タイトル通り寝ながら学べるかどうか試してみたら、ほんとうにできた。とてもわかりやすく書かれた本だ。ここはひっかかりそうだなというところでは、必ずわかりやすく言い換えてくれるので、怯えることなくすらすら読めてしまう。

学生時代は本屋の棚を眺めると「構造主義」という言葉がたくさん並んでいたが、時とともにとんとみかけなくなってきた。でも、それは構造主義という思想がすたれたからではなく、むしろ誰にとっても当たり前のことになってしまったからだと筆者はいう。確かにその通りで、本書でとりあげられているのは、先駆者としてのマルクス、フロイト、ニーチェ、始祖としてのソシュール。そして全盛期である第三世代としての、フーコー、バルト、レヴィ=ストロース、ラカン。今でも盛んに研究・引用されている人たちばかりだ。

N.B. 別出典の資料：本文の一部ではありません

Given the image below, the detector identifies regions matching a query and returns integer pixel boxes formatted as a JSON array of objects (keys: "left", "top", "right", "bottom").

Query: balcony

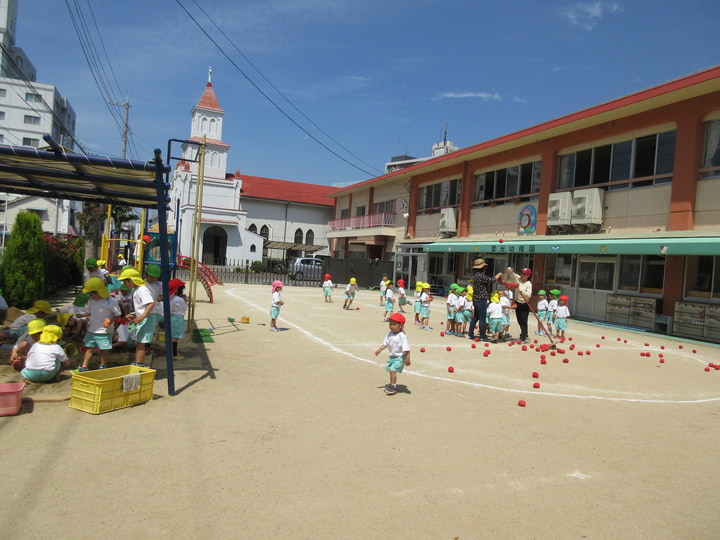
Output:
[{"left": 328, "top": 212, "right": 397, "bottom": 238}]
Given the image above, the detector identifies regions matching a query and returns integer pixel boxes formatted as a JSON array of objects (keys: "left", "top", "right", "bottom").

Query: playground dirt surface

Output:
[{"left": 0, "top": 284, "right": 720, "bottom": 540}]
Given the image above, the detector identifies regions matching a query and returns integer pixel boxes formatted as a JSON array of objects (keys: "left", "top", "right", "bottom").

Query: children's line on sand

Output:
[{"left": 224, "top": 288, "right": 720, "bottom": 404}]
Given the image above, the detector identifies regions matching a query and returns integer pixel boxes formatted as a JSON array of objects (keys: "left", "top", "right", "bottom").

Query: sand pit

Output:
[{"left": 0, "top": 285, "right": 720, "bottom": 539}]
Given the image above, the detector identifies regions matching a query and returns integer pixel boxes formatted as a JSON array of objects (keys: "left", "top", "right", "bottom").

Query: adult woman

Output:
[
  {"left": 468, "top": 259, "right": 502, "bottom": 341},
  {"left": 503, "top": 268, "right": 532, "bottom": 343}
]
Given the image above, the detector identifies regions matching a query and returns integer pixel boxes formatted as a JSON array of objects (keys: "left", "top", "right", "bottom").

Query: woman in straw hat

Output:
[{"left": 468, "top": 259, "right": 502, "bottom": 341}]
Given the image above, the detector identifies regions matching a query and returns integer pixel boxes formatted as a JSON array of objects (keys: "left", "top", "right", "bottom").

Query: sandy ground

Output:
[{"left": 0, "top": 285, "right": 720, "bottom": 539}]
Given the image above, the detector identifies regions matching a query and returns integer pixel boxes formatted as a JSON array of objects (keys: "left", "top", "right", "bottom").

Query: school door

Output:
[{"left": 570, "top": 257, "right": 615, "bottom": 321}]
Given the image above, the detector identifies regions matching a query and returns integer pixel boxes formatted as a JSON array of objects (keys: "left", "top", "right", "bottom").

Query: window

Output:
[
  {"left": 545, "top": 254, "right": 575, "bottom": 287},
  {"left": 473, "top": 161, "right": 542, "bottom": 206},
  {"left": 700, "top": 119, "right": 720, "bottom": 178},
  {"left": 618, "top": 255, "right": 665, "bottom": 294},
  {"left": 685, "top": 255, "right": 720, "bottom": 298},
  {"left": 557, "top": 130, "right": 675, "bottom": 189},
  {"left": 373, "top": 200, "right": 395, "bottom": 214},
  {"left": 419, "top": 178, "right": 461, "bottom": 210}
]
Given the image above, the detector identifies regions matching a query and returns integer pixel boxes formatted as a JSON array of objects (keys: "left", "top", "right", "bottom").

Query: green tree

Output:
[
  {"left": 0, "top": 212, "right": 45, "bottom": 309},
  {"left": 77, "top": 202, "right": 107, "bottom": 257}
]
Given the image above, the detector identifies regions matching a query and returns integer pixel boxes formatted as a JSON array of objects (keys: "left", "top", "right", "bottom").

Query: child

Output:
[
  {"left": 413, "top": 281, "right": 422, "bottom": 326},
  {"left": 270, "top": 279, "right": 285, "bottom": 332},
  {"left": 168, "top": 279, "right": 188, "bottom": 360},
  {"left": 383, "top": 280, "right": 395, "bottom": 322},
  {"left": 77, "top": 278, "right": 120, "bottom": 372},
  {"left": 546, "top": 289, "right": 562, "bottom": 336},
  {"left": 487, "top": 291, "right": 503, "bottom": 343},
  {"left": 118, "top": 268, "right": 156, "bottom": 367},
  {"left": 20, "top": 324, "right": 70, "bottom": 382},
  {"left": 375, "top": 313, "right": 410, "bottom": 396},
  {"left": 380, "top": 274, "right": 388, "bottom": 306},
  {"left": 445, "top": 283, "right": 457, "bottom": 336},
  {"left": 397, "top": 279, "right": 407, "bottom": 313},
  {"left": 343, "top": 278, "right": 359, "bottom": 309},
  {"left": 454, "top": 286, "right": 472, "bottom": 337},
  {"left": 420, "top": 283, "right": 433, "bottom": 330},
  {"left": 555, "top": 296, "right": 570, "bottom": 339},
  {"left": 10, "top": 319, "right": 45, "bottom": 371},
  {"left": 498, "top": 289, "right": 515, "bottom": 341},
  {"left": 323, "top": 274, "right": 333, "bottom": 304},
  {"left": 535, "top": 289, "right": 550, "bottom": 336}
]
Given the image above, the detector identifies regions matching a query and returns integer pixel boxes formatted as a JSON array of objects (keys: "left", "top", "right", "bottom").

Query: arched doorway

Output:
[{"left": 202, "top": 225, "right": 227, "bottom": 265}]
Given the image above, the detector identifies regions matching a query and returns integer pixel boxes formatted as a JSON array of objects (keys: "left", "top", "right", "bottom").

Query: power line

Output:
[
  {"left": 175, "top": 0, "right": 377, "bottom": 177},
  {"left": 192, "top": 0, "right": 380, "bottom": 172}
]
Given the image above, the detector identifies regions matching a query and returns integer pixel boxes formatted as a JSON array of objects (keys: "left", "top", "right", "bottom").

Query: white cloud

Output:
[
  {"left": 564, "top": 2, "right": 622, "bottom": 32},
  {"left": 433, "top": 92, "right": 503, "bottom": 101}
]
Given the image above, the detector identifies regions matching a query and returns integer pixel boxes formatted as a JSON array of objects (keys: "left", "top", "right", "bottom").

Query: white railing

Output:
[{"left": 328, "top": 212, "right": 397, "bottom": 232}]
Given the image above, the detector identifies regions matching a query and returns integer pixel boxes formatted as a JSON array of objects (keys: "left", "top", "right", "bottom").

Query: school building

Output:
[{"left": 328, "top": 66, "right": 720, "bottom": 342}]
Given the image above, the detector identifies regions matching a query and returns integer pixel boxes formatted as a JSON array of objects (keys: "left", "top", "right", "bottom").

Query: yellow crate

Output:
[{"left": 70, "top": 366, "right": 157, "bottom": 414}]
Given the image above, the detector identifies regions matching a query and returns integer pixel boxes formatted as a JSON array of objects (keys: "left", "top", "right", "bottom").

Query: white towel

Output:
[{"left": 123, "top": 373, "right": 142, "bottom": 392}]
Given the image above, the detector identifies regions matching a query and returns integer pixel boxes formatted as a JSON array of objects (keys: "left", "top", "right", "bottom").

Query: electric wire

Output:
[
  {"left": 192, "top": 0, "right": 380, "bottom": 172},
  {"left": 175, "top": 0, "right": 377, "bottom": 178}
]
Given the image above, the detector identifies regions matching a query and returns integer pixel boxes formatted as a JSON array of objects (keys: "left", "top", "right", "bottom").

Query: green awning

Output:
[{"left": 423, "top": 236, "right": 720, "bottom": 255}]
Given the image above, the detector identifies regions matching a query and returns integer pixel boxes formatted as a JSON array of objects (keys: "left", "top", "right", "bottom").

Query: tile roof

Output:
[
  {"left": 196, "top": 82, "right": 225, "bottom": 112},
  {"left": 236, "top": 173, "right": 337, "bottom": 206}
]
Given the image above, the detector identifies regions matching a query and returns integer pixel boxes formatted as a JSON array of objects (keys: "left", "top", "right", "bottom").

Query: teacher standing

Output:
[
  {"left": 498, "top": 268, "right": 532, "bottom": 343},
  {"left": 468, "top": 259, "right": 502, "bottom": 341}
]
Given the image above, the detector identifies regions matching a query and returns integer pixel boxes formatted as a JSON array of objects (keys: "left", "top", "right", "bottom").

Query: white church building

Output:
[{"left": 168, "top": 70, "right": 336, "bottom": 267}]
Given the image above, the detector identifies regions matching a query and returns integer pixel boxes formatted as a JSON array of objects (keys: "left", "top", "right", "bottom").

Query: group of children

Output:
[
  {"left": 10, "top": 259, "right": 188, "bottom": 382},
  {"left": 535, "top": 289, "right": 570, "bottom": 338}
]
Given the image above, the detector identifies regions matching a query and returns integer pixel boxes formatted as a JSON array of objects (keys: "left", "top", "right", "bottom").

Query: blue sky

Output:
[{"left": 16, "top": 0, "right": 720, "bottom": 184}]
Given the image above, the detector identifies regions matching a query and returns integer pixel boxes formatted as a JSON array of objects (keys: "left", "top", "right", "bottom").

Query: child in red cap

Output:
[{"left": 375, "top": 313, "right": 410, "bottom": 396}]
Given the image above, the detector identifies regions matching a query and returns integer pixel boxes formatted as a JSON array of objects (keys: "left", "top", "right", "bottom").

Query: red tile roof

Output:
[
  {"left": 196, "top": 82, "right": 225, "bottom": 112},
  {"left": 236, "top": 174, "right": 337, "bottom": 206}
]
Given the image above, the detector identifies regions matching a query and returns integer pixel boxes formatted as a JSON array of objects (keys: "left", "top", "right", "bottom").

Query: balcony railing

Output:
[{"left": 328, "top": 212, "right": 397, "bottom": 232}]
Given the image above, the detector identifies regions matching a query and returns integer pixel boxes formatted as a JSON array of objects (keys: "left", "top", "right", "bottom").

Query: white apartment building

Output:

あとがきによれば、レヴィ=ストロースのいいたいことを一言で要約すると「みんな仲良くしようね」、バルトは「ことばづかいで人は決まる」、ラカンは「大人になれよ」、フーコーは「私はバカが嫌いだ」ということになるそうなので、とりあえずそれだけ理解すれば、「瞬きしている間に学べる構造主義」だ。